Now to build the actual model

IEstimator<ITransformer> estimator = context.Transforms.Conversion
    .MapValueToKey(outputColumnName: "countryIdEncoded", inputColumnName: "CountryId")
    .Append(context.Transforms.Conversion.MapValueToKey(outputColumnName: "colorIdEncoded", inputColumnName: "ColorId"));

var options = new MatrixFactorizationTrainer.Options
    MatrixColumnIndexColumnName = "countryIdEncoded",
    MatrixRowIndexColumnName = "colorIdEncoded",
    LabelColumnName = "PetId",
    NumberOfIterations = 20,
    ApproximationRank = 100
var trainerEstimator = estimator.Append(context.Recommendation().Trainers.MatrixFactorization(options));

ITransformer model = trainerEstimator.Fit(partitions.TrainSet);

Here we’ve used a matrix factorization training which takes in two predictive dimensions and predicts the output at the intersection of those. (Keep in mind that this is the wrong approach). From this we then create a prediction engine

var predictionEngine = context.Model.CreatePredictionEngine<PredictiveModel, Prediction>(model);

I registered this model in the DI container in my ASP.NET Core application

public void ConfigureServices(IServiceCollection services)
    services.AddSingleton<PredictionEngine<PredictiveModel, Prediction>>(new ModelBuilder().Build());

This does have an impact on the startup because we rebuild the model on each start. In a real world situation we’d probably want to build the model offline and then load it in the main application.

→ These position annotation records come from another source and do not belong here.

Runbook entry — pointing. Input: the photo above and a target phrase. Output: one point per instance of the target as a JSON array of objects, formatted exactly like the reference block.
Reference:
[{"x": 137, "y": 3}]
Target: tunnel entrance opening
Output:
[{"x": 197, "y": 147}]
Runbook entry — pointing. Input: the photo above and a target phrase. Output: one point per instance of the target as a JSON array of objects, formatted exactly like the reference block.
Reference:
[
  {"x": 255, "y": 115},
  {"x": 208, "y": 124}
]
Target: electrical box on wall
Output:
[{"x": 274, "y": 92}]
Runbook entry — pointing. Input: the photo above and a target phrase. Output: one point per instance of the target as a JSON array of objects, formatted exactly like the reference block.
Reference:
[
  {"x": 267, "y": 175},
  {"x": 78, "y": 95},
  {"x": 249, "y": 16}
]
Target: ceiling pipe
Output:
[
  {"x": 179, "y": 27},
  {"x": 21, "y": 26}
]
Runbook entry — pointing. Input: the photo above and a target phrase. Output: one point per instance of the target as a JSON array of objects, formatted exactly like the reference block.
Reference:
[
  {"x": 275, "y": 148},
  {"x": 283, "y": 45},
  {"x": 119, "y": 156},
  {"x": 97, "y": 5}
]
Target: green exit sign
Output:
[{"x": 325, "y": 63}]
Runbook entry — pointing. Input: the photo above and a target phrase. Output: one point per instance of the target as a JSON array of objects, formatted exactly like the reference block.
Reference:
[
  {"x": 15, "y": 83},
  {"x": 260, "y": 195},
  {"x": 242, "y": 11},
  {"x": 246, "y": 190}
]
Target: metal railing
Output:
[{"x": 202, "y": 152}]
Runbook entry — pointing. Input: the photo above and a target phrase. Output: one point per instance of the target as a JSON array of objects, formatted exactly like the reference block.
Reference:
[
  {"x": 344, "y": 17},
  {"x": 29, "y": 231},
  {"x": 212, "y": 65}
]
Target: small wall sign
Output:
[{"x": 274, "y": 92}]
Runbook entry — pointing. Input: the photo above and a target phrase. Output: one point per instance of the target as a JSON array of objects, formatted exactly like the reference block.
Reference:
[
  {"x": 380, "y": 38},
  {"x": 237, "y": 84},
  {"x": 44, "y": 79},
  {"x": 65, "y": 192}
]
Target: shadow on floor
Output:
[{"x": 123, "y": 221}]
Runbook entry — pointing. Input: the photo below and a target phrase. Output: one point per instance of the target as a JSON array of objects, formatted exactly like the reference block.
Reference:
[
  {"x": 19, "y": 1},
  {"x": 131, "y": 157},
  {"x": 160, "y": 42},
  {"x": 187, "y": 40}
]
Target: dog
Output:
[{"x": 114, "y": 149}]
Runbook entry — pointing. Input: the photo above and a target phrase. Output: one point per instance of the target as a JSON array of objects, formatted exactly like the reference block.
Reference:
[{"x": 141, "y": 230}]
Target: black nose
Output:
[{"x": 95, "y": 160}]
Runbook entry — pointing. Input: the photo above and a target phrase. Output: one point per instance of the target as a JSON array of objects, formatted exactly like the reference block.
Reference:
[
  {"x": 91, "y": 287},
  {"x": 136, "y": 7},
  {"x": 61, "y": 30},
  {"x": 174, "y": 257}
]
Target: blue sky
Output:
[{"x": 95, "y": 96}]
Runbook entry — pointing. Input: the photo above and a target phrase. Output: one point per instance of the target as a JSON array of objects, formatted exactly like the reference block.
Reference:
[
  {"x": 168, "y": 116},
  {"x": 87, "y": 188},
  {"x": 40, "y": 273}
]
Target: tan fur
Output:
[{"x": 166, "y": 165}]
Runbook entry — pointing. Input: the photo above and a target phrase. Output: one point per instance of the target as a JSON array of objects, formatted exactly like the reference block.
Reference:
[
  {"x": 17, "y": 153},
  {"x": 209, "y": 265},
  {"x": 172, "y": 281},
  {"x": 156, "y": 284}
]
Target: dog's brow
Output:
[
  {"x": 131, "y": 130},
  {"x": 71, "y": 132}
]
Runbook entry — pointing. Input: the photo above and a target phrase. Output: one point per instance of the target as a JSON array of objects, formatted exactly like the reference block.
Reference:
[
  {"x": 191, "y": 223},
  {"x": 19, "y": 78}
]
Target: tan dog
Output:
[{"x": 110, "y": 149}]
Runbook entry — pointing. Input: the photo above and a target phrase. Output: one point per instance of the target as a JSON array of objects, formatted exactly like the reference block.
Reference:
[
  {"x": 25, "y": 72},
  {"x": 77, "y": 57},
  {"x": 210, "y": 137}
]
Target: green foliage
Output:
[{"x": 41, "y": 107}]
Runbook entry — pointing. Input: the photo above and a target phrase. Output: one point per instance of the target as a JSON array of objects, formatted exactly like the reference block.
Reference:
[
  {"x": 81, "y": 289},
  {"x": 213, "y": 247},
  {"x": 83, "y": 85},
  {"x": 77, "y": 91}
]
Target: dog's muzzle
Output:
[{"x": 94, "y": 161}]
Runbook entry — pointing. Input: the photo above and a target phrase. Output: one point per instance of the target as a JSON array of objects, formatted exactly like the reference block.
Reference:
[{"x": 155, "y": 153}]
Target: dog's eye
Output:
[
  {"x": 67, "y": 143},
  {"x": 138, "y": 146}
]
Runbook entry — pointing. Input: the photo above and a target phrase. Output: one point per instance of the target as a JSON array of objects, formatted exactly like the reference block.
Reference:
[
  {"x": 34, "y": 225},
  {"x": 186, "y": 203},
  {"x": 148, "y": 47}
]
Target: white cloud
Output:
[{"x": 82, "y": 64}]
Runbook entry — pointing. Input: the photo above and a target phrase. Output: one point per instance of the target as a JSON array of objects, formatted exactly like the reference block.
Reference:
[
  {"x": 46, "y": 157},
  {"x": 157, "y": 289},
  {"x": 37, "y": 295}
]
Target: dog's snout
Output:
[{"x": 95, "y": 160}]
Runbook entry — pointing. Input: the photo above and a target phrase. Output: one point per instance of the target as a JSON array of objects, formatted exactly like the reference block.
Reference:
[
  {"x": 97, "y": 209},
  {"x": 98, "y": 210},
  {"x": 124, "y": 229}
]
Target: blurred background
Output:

In our API controller we return the list and the most likely candidate.

public IActionResult Index(int countryId, int colorId)
    var prediction = engine.Predict(new PredictiveModel { CountryId = countryId, ColorId = countryId, PetId = 1 });
    var pets = new List<string> {

    return new JsonResult(new { items = pets, predicted = Math.Round(prediction.Score) });

This allows us to build a screen that looks like this:


So even in a pretty boring app we can improve the user experience by using a little bit of AI.